Re: Ambulatory Health Care Facility

One subtle point. The facility has to be doing the "rendering incapable" for it to be an AHCF. An unconscious patient brought in for treatment is not rendered incapable by the facility. An urgent care clinic is probably not an AHCF, unless it has a Trauma Room. Again - check with the state health licensing agency - are they licensed to knock people out or not?
 
Re: Ambulatory Health Care Facility

Thanks to all who have responded. Yes, it will be a judgment call on a case by case basis. The thing that I am struggling with the most is knowing when/if nitrous oxide use renders the patients incapable of self preservation. Dr. J's mention of state licensing is a good lead. I'll have to check that out.

Although the IBC doesn't require "4 or more" to become an Ambulatory Health Care Facility, it does bring that number up when actually applying the regulations in 903.2.2, but not in 907.2.2.

To make things more interesting, in adopting the 2009 IBC, Utah will be adding a requirement for occupancy separation of Ambulatory Health Care Facilities from all other occupancies and tenants in the building.

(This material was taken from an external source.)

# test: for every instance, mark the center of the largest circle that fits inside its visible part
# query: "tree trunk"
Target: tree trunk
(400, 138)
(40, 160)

Thanks again to those who have responded.
 
Re: Ambulatory Health Care Facility

EPrice,

As Dr. J mentioned, it's the level of sedation that is the critical point of design. Ask for something in

wrting from the owner / DP [ that comes from your state medical licensing board ]. Put the

obligation of ' actual use ' of the faciltiy on the owner to provide you with enough information for

you to be able to accurately review the design of the facility. Not much ambiguity after that!